EN ÇOK ELEŞTİRİLEN T.C HÜKÜMETLERİ
T.C hükümetlerinin içinde en çok eleştirilen hükümetlerinden bir kaçı 11 Kasım 1938 – 22 Mayıs 1950 arası görev yapan 1-2-3-5-6-7 T.C hükümetleridir.. Ben genel olarak hükümetlerin eleştirilmesinden yanayım, ama bu eleştirilerimiz gerçekçi ve yapıcı, dönemin şartları dikkate alınarak yapılan eleştiriler olmalıdır neden?
Diyelim ki demokrasi yok, seçimler yok, iktidarı meclis seçiyor meclisi ise kurucu meclis, şimdi siz bu hükümeti demokrat değil diye eleştirebilirmisiniz? Ama eleştirenlere bakıyorum, sanki demokratik dönem gibi tek adam filan diyorlar, o zaman padişahlar çoğulculuğa önem veren çokmu demokratıydılar da, onlar demokratik seçimlerle mi geliyordu? Padişahları göğe çıkar, T.C kurucu dönemi yere batır, işte tam bu noktada bu dönemi dikkate almadan yapılan eleştirilerin altında başka amaç aranır… Olayı tarafgir bir şekilde siyasileştirmeden anlamaya çalışalım, yoksa siyaseten haklı çıkma cabasıyla gerçekleri göremeyiz.. Sonra ekonomik eleştirilere bakalım mı?
Öşür alındı, haksız vergiler konuldu, öşür ne demek, ona bakalım devam edelim… Öşür: onda bir, eskiden tarım ürünlerinden alınan onda bir oranındaki vergi, yani o dönemde sanayi, ticaret ve turizm hizmet sektörü bu kadar büyük olmadığı için tarım ürünleri üzerinden vergi alınıyormuş.. Onda bir demek, yüzde on demektir, şimdi gelir vergisi ne kadar, %25-35 sadece bodrolulardan alınıyor, alkolden, sigaradan, petrolden alınan öşür, vergi ne kadar biliyormuyuz? En az %65-70-80 öşür, vergi alınıyor… Şimdi dünya savaşı mı varda bu kadar vergi alınıyor? Bu çok eleştirilen hükümetin dönemine bakıyoruz…

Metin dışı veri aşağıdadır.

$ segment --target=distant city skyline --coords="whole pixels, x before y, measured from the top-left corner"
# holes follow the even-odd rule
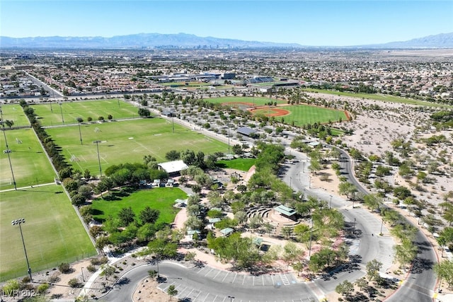
[[[437,0],[1,0],[0,35],[199,37],[350,46],[453,32],[453,1]]]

İkinci dünya savaşı 1939 yılında başlayıp 1945 yılında sona ermiştir, bu hükümet ne zaman görev yapmış, 1938’in 11 Kasım da göreve gelmiş, yani 38, sonu, 39 başı, 1950’nin – 22 Mayısın da görevi sona ermiştir… Yani dünya savaşı döneminde öşür alındı, yoksulluk yaşandı gibi eleştiriler aşırı yoruma, aşırı demagojiye(lafebeliğine) retoriğe dayalı eleştirilerdir ki… Demagojiyi açmak gerekirse: Bir kimsenin ya da grubun duygularını okşayarak, kamçılayarak, gerçekdışı sözlerle duygusal çoğunluğa dayalı sözler söyleyerek onları kazanmaya çalışma, siyaset söz konusuysa, oy avcılığı yapmaya dayalı siyasal söylem diyebiliriz… Retoriği anlamaya çalışırsak, doğru olmasına bakılmaksızın, güzel söz söyleme, hitabet sanatı diyebiliriz… Her neyse, o dönemin hükümet edenlerine bu seviyede eleştiri haksızlık sayılır, bu dönemi bu kadar rahat siyasal polemik konusu yapmak tarihe, öyle olağanüstü bir dönemde yaşanılanlara, eleştiri sert ise saygısızlık bile denilebilir… Bunları bilelim ve gelelim günümüze…
Bir başka ülke başkanı sırf bir tivit attı diye para birimimiz TL %35-40 deger kaybederse, ekonomimiz ne kadar sağlamdır, bunu göremeyenlerin ikinci dünya savaşı sırasına ki yoksulluğu, yokluğu, ekmek karnelerini görmeleri ne kadar sağlıklı görmedir?! Şimdi siyasal farklılıkları bir kenara bırakarak, bir sorun yaşanıyorsa, bu sorunun nedenleri, sonuçları üzerine, o sorunun yaşandığı dönemlerde savaş mı var, kuraklık var, yanlış yönetim mi, söz konusu gibi sorularla hükümetleri, yönetimleri değerlendirmek, gerekirse eleştirmek, ricasıyla, dileğiyle, selam ve sevgilerimle…
Hüseyin Benek --- vatandasfikri.com –2.1.2021
Not: Bu Hükümetler İnönü, Dönemi Hükümetleridir.